The cost is often passed on to apartment owners and, in the case of many of the fuel-coated buildings, these owners were mostly first-time buyers, retirees, immigrants and the poor. Housing experts say the situation could take years to resolve.

Tens of thousands of people are living in apartments that they cannot sell, with banks reluctant to offer new mortgages on properties that may have combustible materials. Others, in buildings where the material was identified but not removed, were left to pay for nightly fire patrols to ensure their safety. With the cost of some of the necessary remediation work on buildings being passed on to tenants, many say the situation is untenable.

And with the coronavirus pandemic and subsequent national blockages forcing people to spend more time at home, many say they are under even greater pressure.

Paul Afshar, 37, an activist with End Our Cladding Scandal, a group that advocates a government effort to resolve the crisis, owns an apartment in East London in a low-rise building that has not yet been fully assessed.

He, like many affected by cladding problems, bought his home through a government shared ownership program. He owns only 25% of his property, although he is responsible for 100% of its maintenance. This means that the cost to him personally for removing the coating can amount to tens of thousands of pounds. Others in similar situations had to declare bankruptcy.

It is not yet clear what type of flooring your building has; he is waiting for an evaluation. He has tried to sell his one-bedroom property twice in the past 12 months. But no lender would give its prospective buyers a mortgage for fear that the building would have a combustible coating.

“In my case, and in many other people’s cases, not only are you trapped inside an apartment with a flammable coating, you cannot go out, you cannot sell,” he said. “You are effectively trapped in a fire trap.”

Last year, the government announced a £ 1 billion, or $ 1.4 billion, expansion of a non-ACM building security fund, and on Sunday announced a £ 30 million rescue fund for residents who had to pay for night patrols. But those affected say it is simply not enough.

The government said on Monday that these measures and two laws – a building safety bill and the fire safety bill – were the right approach.
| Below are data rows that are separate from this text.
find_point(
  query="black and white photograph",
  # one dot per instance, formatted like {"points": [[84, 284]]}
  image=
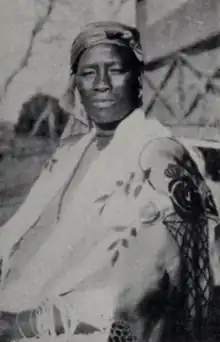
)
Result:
{"points": [[110, 171]]}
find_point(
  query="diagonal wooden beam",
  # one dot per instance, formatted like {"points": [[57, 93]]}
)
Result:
{"points": [[194, 21]]}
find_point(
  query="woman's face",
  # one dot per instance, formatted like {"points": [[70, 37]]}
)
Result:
{"points": [[107, 81]]}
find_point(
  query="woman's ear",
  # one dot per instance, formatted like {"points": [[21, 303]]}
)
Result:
{"points": [[67, 100]]}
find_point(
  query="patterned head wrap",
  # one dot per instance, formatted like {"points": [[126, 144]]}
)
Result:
{"points": [[112, 33]]}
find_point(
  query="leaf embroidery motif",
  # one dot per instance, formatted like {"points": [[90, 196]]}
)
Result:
{"points": [[125, 243], [119, 183], [133, 232], [113, 245], [147, 174], [115, 257], [101, 209], [102, 198], [120, 229], [137, 191]]}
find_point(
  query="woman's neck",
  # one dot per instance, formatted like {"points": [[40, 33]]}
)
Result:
{"points": [[103, 137]]}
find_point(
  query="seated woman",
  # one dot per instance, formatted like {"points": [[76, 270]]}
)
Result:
{"points": [[120, 230]]}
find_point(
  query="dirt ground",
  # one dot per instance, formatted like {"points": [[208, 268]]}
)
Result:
{"points": [[18, 171]]}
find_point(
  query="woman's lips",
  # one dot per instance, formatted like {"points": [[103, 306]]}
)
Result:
{"points": [[105, 103]]}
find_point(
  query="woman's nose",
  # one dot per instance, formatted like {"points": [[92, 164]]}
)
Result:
{"points": [[102, 81]]}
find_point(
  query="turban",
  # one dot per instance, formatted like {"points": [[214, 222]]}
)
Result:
{"points": [[111, 33]]}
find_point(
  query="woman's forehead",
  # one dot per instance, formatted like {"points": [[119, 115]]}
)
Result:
{"points": [[101, 54]]}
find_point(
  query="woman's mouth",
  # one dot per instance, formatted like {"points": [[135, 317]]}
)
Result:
{"points": [[103, 103]]}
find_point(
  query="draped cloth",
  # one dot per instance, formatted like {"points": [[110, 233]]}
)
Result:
{"points": [[133, 222]]}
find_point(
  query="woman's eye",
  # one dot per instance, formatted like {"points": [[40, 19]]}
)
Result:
{"points": [[117, 70], [87, 73]]}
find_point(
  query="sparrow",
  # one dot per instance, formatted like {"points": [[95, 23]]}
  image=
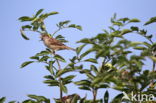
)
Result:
{"points": [[54, 44]]}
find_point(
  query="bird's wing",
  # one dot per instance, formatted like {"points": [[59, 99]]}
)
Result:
{"points": [[55, 42]]}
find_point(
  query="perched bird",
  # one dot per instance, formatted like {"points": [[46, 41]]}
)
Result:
{"points": [[54, 44]]}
A separate amendment to the fire safety bill, introduced by conservative lawmakers in recent weeks, has attracted widespread support, putting more pressure on the government to ensure that costs are not passed on to lessees.

The lawmakers behind this move criticized Labor lawmakers for using Monday’s debate, and a largely symbolic vote in their proposal for a task force, to score political points.

Chris Pincher, the housing minister, speaking in Parliament, defended the building safety bill and the fire safety bill, adding that the issue was complex.

“There is no quick fix; if there were, we would have done it a long time ago, ”he said.